Ammon Lyle joined the UNL Milwaukee chapter at the beginning of 9th grade. His senior year of high school, Ammon received Usher’s UNCF scholarship, which afforded him a full-ride to Howard University. Today, he is a junior in college there studying Finance. This past summer, he completed a coveted internship at Goldman Sachs. Recently, he was invited to attend BET’s Black Men in Media and Entertainment Panel at the White House. Read his blog about it below!

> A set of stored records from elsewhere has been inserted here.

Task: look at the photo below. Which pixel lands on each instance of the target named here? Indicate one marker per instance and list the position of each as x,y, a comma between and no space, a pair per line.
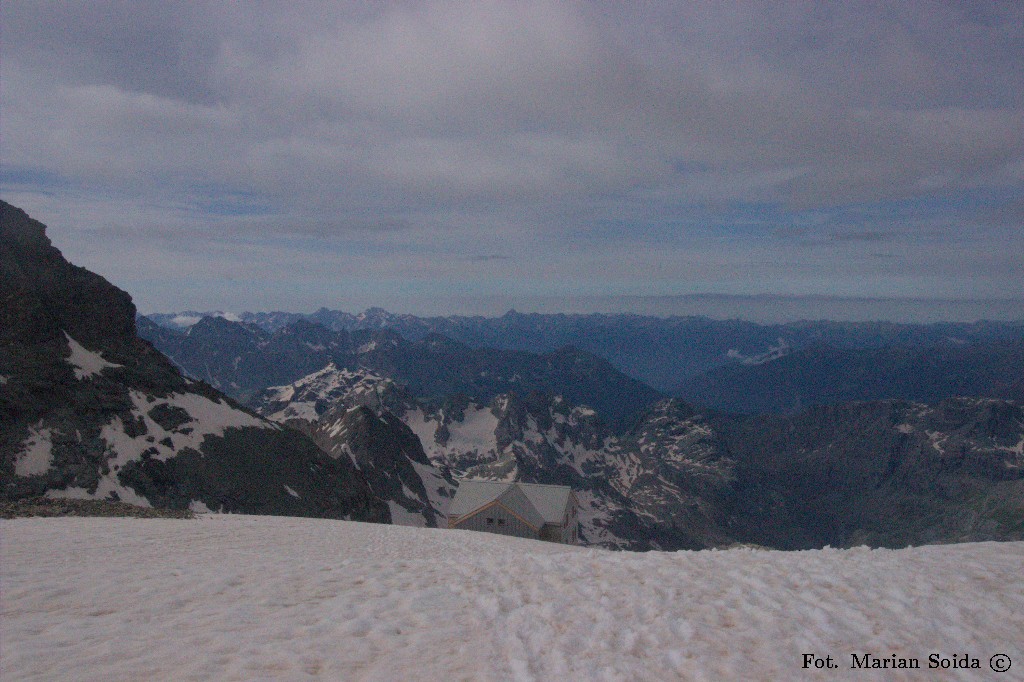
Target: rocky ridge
88,410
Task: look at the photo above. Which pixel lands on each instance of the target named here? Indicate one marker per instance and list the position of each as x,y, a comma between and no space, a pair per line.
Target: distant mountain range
88,410
663,352
888,473
242,359
369,425
823,375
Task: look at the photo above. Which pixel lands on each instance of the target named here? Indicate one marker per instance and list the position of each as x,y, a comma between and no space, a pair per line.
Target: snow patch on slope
194,600
208,419
86,363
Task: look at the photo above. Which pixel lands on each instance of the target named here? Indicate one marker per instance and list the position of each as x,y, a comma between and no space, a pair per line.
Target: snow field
275,598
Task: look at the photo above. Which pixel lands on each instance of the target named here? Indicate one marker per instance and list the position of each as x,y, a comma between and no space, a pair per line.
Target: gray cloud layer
651,147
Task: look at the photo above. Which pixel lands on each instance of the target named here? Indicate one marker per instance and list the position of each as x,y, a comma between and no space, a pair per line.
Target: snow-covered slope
270,598
88,410
649,489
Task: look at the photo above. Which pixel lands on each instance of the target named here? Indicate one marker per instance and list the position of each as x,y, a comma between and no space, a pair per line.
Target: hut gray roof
536,503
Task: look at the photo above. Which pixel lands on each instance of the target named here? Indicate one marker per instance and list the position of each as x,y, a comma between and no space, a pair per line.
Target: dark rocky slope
89,410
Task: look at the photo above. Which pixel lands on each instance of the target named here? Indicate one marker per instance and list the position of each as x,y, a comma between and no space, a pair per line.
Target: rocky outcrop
88,410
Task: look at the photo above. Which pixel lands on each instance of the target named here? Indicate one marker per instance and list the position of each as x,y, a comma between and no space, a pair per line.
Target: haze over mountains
367,424
732,366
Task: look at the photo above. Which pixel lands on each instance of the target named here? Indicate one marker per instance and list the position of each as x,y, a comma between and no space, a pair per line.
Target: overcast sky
436,157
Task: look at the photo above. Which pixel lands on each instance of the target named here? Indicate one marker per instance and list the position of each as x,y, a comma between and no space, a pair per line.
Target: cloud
565,133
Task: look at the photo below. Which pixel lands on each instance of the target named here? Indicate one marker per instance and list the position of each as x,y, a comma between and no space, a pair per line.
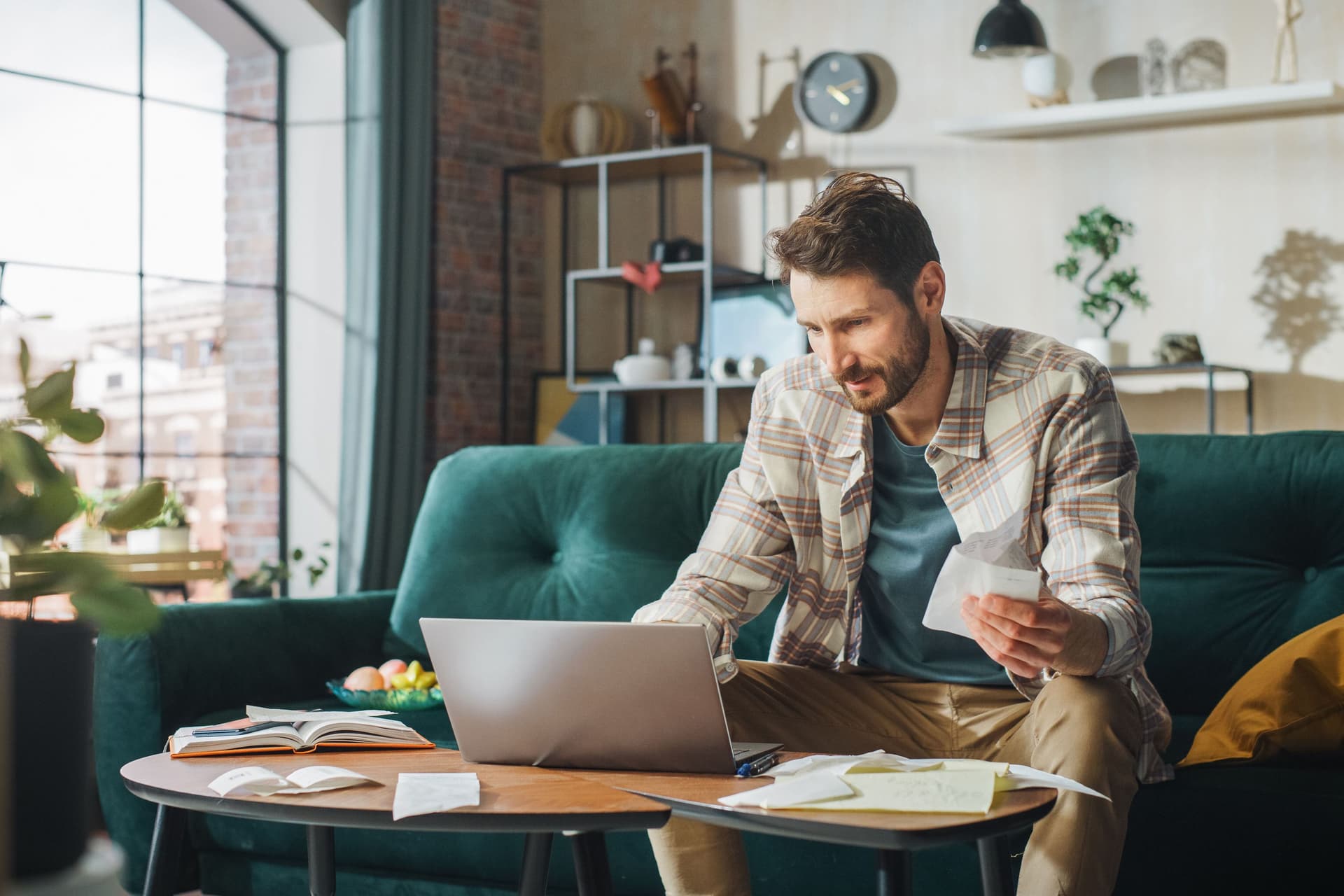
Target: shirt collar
962,428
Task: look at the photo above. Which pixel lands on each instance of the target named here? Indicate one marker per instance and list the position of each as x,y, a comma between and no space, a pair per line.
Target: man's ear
930,288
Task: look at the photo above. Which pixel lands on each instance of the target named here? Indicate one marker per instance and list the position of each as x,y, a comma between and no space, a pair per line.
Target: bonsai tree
38,498
174,516
262,580
1098,234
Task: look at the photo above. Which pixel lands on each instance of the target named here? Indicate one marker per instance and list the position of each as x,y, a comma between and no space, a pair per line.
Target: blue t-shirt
910,536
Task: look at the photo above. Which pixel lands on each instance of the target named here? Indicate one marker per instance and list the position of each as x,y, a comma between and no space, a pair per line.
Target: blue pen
749,769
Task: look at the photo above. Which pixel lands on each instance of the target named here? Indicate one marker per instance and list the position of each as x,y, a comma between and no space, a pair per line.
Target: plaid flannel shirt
1031,426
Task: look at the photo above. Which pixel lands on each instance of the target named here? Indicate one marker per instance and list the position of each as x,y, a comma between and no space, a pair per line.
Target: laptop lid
582,695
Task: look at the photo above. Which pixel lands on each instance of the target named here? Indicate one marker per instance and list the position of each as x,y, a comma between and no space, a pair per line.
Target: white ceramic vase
585,127
159,540
1108,351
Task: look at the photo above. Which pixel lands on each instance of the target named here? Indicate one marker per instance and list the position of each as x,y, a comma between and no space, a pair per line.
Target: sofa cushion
526,532
1291,703
1243,548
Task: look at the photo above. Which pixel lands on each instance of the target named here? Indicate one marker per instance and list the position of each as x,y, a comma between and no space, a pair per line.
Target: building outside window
140,216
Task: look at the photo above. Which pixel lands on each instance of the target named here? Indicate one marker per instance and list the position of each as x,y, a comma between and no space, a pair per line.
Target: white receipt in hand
988,564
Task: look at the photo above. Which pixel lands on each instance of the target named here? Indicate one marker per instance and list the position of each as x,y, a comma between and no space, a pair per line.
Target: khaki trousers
1084,729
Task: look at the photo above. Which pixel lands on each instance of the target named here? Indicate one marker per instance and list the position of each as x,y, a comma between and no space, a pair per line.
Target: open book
326,731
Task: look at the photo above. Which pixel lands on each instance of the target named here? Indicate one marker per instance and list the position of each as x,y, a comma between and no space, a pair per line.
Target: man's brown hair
860,223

Mentors, Milestones and Motivation
January 21st, 2016 Voice, Power, Legacy. These are themes that echoed throughout BET Network’s Black Men in Media and Entertainment Panel that was hosted at the White House on Thursday, January 21st, 2016. High School males from across Washington, DC were invited along with special guests from BET, Viacom and the White House to participate in a discussion on being Black and having aspirations to join the entertainment industry. The panel consisted of moderator, Michael Smith—Special Assistant to the President and Senior Director of Cabinet Affairs for the My Brother’s Keeper Initiative, Michael D. Armstrong—The Executive Vice President and General Manager of International Brand Development for Viacom International Media Networks, Mathew Barnhill—The Executive Vice President of Market Research at BET Networks, Richard Gay—The Executive Vice President of Strategy and Operations for BET, and Jeron Smith—A Howard University Alum and Forbes 30 under 30 that serves as the Deputy Director in the Office of Digital Strategy for the White House. The discussion mostly revolved around challenges each individual panelist overcame in order to reach their career accomplishments. More importantly, a discussion around BET’s responsibility as the Voice and image of an entire race sparked an interesting conversation. Overall, the event was well planned, executed amazingly, and provided an amazing opportunity for students to network. I was able to receive the contact information of each panelist and start discussions of future events and opportunities with the panelists. In fact, I was able to secure Jeron Smith for a panel event at Howard University February 18th, 2016 to discuss The Black Image in Politics. My personal takeaway from the event was to always aspire to inspire the next generation. Collectively, our people are still struggling and each hand that reaches back to help pull another person up propels the progression of our identity. It is our duty to manifest our legacy and to truly link the voice of the African Diaspora.